Something else important is happening within this transactional picture. The coat was hanging in a closet, out of circulation you could say, maybe even in cold storage or mothballs. Once given, it is now moving about in the world providing bodily warmth and helping someone focus on their life tasks instead of the condition of being cold. Most important, this picture presumes a kind of ideal world in which the human being is valued more highly than material goods.

Money, especially gift money, works in a similar way. Money, which has been heavily or continuously used either for purchase or investment, or held in “cold storage” such as land or real estate where its primary purpose is an increase in monetary value, needs to be recirculated into the economy through gifts to support research, education and other activities that foster human capacity for cultural renewal and envisioning the future. And, in its purest form, this renewal is done without any expectation of monetary return (though there may be a tax benefit).
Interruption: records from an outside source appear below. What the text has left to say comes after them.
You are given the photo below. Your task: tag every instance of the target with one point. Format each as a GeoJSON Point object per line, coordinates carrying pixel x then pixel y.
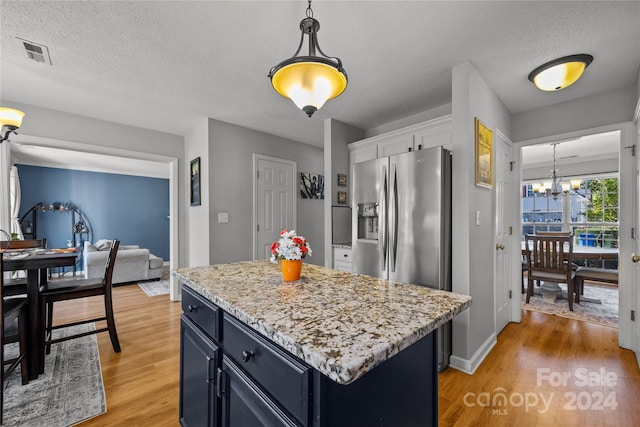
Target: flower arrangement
{"type": "Point", "coordinates": [289, 246]}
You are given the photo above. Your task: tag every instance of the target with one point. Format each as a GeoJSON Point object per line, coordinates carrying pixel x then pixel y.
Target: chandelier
{"type": "Point", "coordinates": [556, 185]}
{"type": "Point", "coordinates": [309, 81]}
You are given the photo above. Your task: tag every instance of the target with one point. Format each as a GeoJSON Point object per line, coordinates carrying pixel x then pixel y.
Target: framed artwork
{"type": "Point", "coordinates": [311, 186]}
{"type": "Point", "coordinates": [484, 155]}
{"type": "Point", "coordinates": [195, 181]}
{"type": "Point", "coordinates": [342, 197]}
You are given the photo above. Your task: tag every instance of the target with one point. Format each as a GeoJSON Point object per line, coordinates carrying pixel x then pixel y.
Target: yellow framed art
{"type": "Point", "coordinates": [484, 155]}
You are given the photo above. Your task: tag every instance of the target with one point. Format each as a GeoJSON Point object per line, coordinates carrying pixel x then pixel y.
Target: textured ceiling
{"type": "Point", "coordinates": [166, 65]}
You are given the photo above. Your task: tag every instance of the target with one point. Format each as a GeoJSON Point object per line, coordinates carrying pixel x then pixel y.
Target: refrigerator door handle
{"type": "Point", "coordinates": [382, 215]}
{"type": "Point", "coordinates": [393, 219]}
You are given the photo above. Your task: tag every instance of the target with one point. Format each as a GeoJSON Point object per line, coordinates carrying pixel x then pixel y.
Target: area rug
{"type": "Point", "coordinates": [70, 390]}
{"type": "Point", "coordinates": [156, 288]}
{"type": "Point", "coordinates": [605, 313]}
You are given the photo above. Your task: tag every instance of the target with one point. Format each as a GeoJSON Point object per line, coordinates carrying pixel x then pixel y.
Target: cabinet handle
{"type": "Point", "coordinates": [246, 355]}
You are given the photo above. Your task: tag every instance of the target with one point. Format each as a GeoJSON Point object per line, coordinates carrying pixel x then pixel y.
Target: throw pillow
{"type": "Point", "coordinates": [103, 245]}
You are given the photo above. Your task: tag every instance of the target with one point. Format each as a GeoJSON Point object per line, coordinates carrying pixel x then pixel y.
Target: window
{"type": "Point", "coordinates": [592, 212]}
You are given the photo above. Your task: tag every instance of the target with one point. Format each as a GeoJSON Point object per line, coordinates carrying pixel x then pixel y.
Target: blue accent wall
{"type": "Point", "coordinates": [133, 209]}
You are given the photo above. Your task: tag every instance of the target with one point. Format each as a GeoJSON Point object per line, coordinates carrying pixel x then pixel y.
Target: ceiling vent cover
{"type": "Point", "coordinates": [34, 51]}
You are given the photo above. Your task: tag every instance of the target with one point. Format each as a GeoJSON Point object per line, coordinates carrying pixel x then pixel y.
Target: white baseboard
{"type": "Point", "coordinates": [469, 366]}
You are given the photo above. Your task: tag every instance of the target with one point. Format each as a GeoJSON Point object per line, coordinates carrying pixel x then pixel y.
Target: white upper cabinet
{"type": "Point", "coordinates": [432, 133]}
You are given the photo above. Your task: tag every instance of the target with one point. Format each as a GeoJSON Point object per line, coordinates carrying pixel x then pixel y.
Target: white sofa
{"type": "Point", "coordinates": [133, 264]}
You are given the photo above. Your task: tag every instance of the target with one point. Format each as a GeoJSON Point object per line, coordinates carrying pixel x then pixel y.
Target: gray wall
{"type": "Point", "coordinates": [197, 217]}
{"type": "Point", "coordinates": [230, 165]}
{"type": "Point", "coordinates": [337, 136]}
{"type": "Point", "coordinates": [602, 109]}
{"type": "Point", "coordinates": [473, 252]}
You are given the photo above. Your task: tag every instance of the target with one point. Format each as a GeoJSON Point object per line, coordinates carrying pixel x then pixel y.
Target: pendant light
{"type": "Point", "coordinates": [560, 73]}
{"type": "Point", "coordinates": [10, 121]}
{"type": "Point", "coordinates": [309, 81]}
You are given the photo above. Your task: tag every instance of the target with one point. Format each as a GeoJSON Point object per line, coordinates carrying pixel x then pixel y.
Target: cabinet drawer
{"type": "Point", "coordinates": [202, 312]}
{"type": "Point", "coordinates": [342, 254]}
{"type": "Point", "coordinates": [244, 404]}
{"type": "Point", "coordinates": [284, 378]}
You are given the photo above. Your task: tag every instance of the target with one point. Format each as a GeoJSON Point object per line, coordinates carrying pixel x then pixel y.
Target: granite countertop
{"type": "Point", "coordinates": [339, 323]}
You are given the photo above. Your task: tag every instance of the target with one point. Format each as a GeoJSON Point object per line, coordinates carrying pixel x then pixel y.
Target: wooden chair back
{"type": "Point", "coordinates": [550, 259]}
{"type": "Point", "coordinates": [81, 288]}
{"type": "Point", "coordinates": [549, 253]}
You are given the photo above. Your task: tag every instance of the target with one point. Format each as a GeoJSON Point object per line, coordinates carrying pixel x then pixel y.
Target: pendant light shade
{"type": "Point", "coordinates": [10, 121]}
{"type": "Point", "coordinates": [560, 73]}
{"type": "Point", "coordinates": [309, 81]}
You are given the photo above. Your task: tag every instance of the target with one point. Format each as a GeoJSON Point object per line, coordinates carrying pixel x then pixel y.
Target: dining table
{"type": "Point", "coordinates": [580, 252]}
{"type": "Point", "coordinates": [37, 262]}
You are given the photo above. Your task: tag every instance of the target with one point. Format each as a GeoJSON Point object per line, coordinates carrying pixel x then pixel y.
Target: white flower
{"type": "Point", "coordinates": [289, 246]}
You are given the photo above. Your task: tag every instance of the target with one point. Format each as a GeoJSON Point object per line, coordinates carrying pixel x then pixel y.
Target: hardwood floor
{"type": "Point", "coordinates": [141, 382]}
{"type": "Point", "coordinates": [528, 364]}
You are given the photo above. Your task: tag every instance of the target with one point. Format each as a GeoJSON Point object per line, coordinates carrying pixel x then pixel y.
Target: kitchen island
{"type": "Point", "coordinates": [331, 349]}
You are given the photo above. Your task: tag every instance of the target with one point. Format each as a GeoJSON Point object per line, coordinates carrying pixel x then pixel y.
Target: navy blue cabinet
{"type": "Point", "coordinates": [199, 361]}
{"type": "Point", "coordinates": [231, 376]}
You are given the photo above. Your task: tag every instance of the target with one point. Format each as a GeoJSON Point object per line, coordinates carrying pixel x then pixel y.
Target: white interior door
{"type": "Point", "coordinates": [503, 232]}
{"type": "Point", "coordinates": [274, 201]}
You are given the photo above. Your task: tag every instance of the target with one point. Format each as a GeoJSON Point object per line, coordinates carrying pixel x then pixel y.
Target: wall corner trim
{"type": "Point", "coordinates": [469, 366]}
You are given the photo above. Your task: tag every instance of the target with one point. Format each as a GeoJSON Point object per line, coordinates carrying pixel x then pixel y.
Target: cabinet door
{"type": "Point", "coordinates": [198, 367]}
{"type": "Point", "coordinates": [395, 145]}
{"type": "Point", "coordinates": [245, 404]}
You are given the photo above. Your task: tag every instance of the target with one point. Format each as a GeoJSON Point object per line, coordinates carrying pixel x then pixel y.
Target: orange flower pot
{"type": "Point", "coordinates": [291, 269]}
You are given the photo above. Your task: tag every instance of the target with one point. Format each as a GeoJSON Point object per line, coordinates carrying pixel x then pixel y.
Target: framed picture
{"type": "Point", "coordinates": [484, 155]}
{"type": "Point", "coordinates": [195, 181]}
{"type": "Point", "coordinates": [311, 186]}
{"type": "Point", "coordinates": [342, 197]}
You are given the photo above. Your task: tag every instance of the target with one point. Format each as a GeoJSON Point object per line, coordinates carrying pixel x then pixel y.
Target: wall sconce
{"type": "Point", "coordinates": [11, 120]}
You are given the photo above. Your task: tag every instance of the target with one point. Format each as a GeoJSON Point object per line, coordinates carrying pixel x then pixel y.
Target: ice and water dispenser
{"type": "Point", "coordinates": [368, 221]}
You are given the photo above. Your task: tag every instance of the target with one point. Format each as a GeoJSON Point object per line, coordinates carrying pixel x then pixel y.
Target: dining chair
{"type": "Point", "coordinates": [550, 260]}
{"type": "Point", "coordinates": [13, 328]}
{"type": "Point", "coordinates": [63, 290]}
{"type": "Point", "coordinates": [18, 285]}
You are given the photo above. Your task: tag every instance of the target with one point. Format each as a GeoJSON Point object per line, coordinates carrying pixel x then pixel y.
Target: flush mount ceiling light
{"type": "Point", "coordinates": [309, 81]}
{"type": "Point", "coordinates": [560, 73]}
{"type": "Point", "coordinates": [10, 121]}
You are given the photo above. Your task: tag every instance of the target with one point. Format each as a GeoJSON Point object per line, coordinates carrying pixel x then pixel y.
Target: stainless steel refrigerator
{"type": "Point", "coordinates": [401, 223]}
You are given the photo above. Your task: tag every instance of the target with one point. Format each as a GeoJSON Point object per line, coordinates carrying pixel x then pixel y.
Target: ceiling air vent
{"type": "Point", "coordinates": [35, 51]}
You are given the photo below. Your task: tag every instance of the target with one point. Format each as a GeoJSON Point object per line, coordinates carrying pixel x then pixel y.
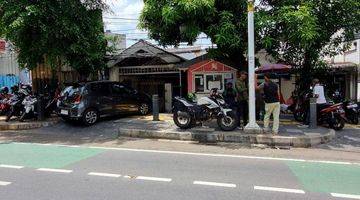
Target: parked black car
{"type": "Point", "coordinates": [87, 102]}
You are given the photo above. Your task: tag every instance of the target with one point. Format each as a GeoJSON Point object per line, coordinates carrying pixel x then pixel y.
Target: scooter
{"type": "Point", "coordinates": [16, 102]}
{"type": "Point", "coordinates": [188, 114]}
{"type": "Point", "coordinates": [351, 112]}
{"type": "Point", "coordinates": [30, 111]}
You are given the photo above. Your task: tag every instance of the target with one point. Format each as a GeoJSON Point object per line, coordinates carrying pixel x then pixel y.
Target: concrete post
{"type": "Point", "coordinates": [252, 127]}
{"type": "Point", "coordinates": [313, 113]}
{"type": "Point", "coordinates": [155, 107]}
{"type": "Point", "coordinates": [40, 108]}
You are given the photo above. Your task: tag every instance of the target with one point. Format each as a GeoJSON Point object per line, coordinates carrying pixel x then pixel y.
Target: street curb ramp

Where money makes possible the furtherance of human capacity, money is given, in a sense, a new life. Its value has increased for benefit of culture and humanity rather than for the benefit of its giver.

There is a secondary aspect of this gift transaction that is equally important. That is, how the gift is received. A gift usually comes with an intention. If the recipient acknowledges the intention, feels responsible to it, then they have in a sense met the giver on his or her destiny path. In this act, a spiritual link is created, almost like a bridge between the past and the future. The receiver is taking on work which the donor recognizes as important and has resources to support, but has chosen not to do. This link between donor and recipient is also a critical part of the increased value of the gift, a transformation from monetary or trade value to human value.

While philanthropy primarily is concerned with giving from accumulated or surplus capital or time, a gift economy focuses more broadly on the circulation gifts and assumes an ever-renewing human capacity for adding resources to that circulation—whether in material form such as goods, or spiritual form such as ideas. Philanthropy is a subset of the gift economy, but it is based upon the capitalist-based assumption that wealth or capital rightly accrues to the one or ones best able to organize human labor in economic activities. Thus philanthropy is made possible through an extractive and accumulative process. Historically it has been the role of philanthropy to return some portion of this surplus to the culture for public benefit, or to what English law called, in the 17th Century, the “community chest”. While it may not be treated as such in conventional economic thinking, philanthropy is an essential part of economic life when viewed through qualitative aspect of financial transactions.

However, we live in and by another economy which lies outside economic discipline, namely that of caring, thinking, relationships, among others, all of which we need in order to survive, but which also have no “economic” value. These human processes are the essence of a gift economy, through philanthropy is one element of it. While goods may be circulated as part of the gift economy, it is the recognition and celebration of human needs that serve as prime motivators—in other words we are moved by a sense of brotherhood and sisterhood rather than self-interest. That the value of a gift increases over time is a kind of modern mystery in that while a gifted object or money gets consumed, the values that pass through the transaction do not. Instead when one values someone their sense of value increases. In this view, the material and the spiritual aspects part ways to circulate in degenerative (material) and regenerative (spiritual) economic pathways. The reality is that we need both aspects, but we lack a science of regenerative economics to complement prevailing materialistic economic science.